[Live Workshop] How to Build GenAI Applications with a Data Streaming Platform | Register Now

Jun 13, 2025Lesedauer: 5 min

7 Steps to Build an AI-Powered Personalization Engine With Confluent & Databricks

Verfasst von

Greg MurphyStaff Product Marketing Manager, Confluent
Kyle KleinSenior Technical Marketing Manager

Jun 13, 2025Lesedauer: 5 min

The advancement and widespread availability of new artificial intelligence (AI) capabilities—through platforms like the Databricks Data Intelligence Platform and Mosaic AI—has completely reset expectations for engineering teams across every industry. Business now moves at a new pace, demanding rapid delivery of intelligent, real-time applications—instead of slowly stitched-together systems solving problems defined and scoped months prior. But even the most advanced AI platform is only as effective as the data that fuels it. To deliver true value, AI needs a continuous supply of fresh, real-time data.

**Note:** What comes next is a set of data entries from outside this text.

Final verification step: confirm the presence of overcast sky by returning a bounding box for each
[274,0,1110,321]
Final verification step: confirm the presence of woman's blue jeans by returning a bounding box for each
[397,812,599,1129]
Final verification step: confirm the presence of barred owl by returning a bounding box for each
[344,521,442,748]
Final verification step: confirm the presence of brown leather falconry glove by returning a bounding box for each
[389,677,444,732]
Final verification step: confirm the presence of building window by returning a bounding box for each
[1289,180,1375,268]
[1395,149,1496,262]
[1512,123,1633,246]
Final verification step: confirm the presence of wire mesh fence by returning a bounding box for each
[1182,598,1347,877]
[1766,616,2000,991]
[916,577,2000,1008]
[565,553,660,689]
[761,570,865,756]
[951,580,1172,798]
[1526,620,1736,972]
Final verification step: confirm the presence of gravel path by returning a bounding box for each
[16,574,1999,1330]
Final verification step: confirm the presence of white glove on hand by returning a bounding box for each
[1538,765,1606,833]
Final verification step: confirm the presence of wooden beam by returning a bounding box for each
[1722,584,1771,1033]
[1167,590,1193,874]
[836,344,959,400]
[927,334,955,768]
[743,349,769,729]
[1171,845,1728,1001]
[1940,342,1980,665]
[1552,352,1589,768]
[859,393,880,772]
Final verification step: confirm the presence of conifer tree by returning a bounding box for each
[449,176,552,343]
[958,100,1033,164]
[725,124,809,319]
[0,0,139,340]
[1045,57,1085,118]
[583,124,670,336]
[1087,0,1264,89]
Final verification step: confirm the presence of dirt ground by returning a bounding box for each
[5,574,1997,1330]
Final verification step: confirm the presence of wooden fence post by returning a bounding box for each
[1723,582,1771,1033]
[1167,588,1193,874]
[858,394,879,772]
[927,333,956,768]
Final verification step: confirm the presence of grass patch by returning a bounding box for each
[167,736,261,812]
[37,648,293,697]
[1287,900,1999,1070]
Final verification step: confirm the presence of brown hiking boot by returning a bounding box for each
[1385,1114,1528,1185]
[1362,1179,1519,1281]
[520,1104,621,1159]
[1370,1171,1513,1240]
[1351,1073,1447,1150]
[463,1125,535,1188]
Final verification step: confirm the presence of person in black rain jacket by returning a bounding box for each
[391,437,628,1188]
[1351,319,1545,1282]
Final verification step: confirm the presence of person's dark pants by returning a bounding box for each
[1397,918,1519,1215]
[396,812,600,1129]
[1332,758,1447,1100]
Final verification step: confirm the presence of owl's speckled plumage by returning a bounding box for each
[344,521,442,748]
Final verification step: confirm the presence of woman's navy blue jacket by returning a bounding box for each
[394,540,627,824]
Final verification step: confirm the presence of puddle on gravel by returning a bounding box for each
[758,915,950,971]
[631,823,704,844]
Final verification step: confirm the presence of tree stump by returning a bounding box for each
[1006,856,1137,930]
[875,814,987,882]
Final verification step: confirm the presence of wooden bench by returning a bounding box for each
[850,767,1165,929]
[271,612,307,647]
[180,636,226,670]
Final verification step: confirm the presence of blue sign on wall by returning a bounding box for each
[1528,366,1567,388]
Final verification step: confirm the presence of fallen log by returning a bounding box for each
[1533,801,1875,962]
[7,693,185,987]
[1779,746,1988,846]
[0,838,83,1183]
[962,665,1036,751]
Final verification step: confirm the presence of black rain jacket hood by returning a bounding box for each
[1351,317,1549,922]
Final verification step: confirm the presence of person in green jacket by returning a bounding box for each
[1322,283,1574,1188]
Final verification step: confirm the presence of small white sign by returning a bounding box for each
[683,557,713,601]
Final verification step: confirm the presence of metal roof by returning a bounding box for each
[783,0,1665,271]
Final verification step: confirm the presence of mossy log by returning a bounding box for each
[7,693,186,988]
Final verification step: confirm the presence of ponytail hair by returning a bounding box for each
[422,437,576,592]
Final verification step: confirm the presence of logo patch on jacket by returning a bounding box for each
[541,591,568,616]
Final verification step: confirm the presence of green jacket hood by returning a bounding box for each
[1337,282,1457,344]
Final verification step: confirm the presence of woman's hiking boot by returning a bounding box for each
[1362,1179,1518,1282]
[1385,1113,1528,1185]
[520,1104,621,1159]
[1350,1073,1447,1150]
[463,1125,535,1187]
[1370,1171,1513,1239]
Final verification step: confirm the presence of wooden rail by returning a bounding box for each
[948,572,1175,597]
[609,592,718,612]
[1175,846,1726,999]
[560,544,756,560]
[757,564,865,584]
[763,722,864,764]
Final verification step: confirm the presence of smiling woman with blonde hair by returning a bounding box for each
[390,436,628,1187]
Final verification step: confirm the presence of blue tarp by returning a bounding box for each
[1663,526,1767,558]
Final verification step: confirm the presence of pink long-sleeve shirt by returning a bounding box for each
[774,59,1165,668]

Built by the original creators of Apache Kafka®, Confluent’s data streaming platform connects every corner of your business with Databricks in real time to power highly contextualized AI and analytics at scale. From legacy mainframes to modern cloud databases and enterprise applications to IoT devices at the edge, Confluent brings all your operational data to Databricks to fuel intelligent applications and proactive, automated decision-making.

Within this blog, you’ll learn how Confluent and Databricks can be used together to unlock real-time AI before stepping into a hands-on tutorial, with step-by-step guidance for building an AI-powered marketing personalization engine.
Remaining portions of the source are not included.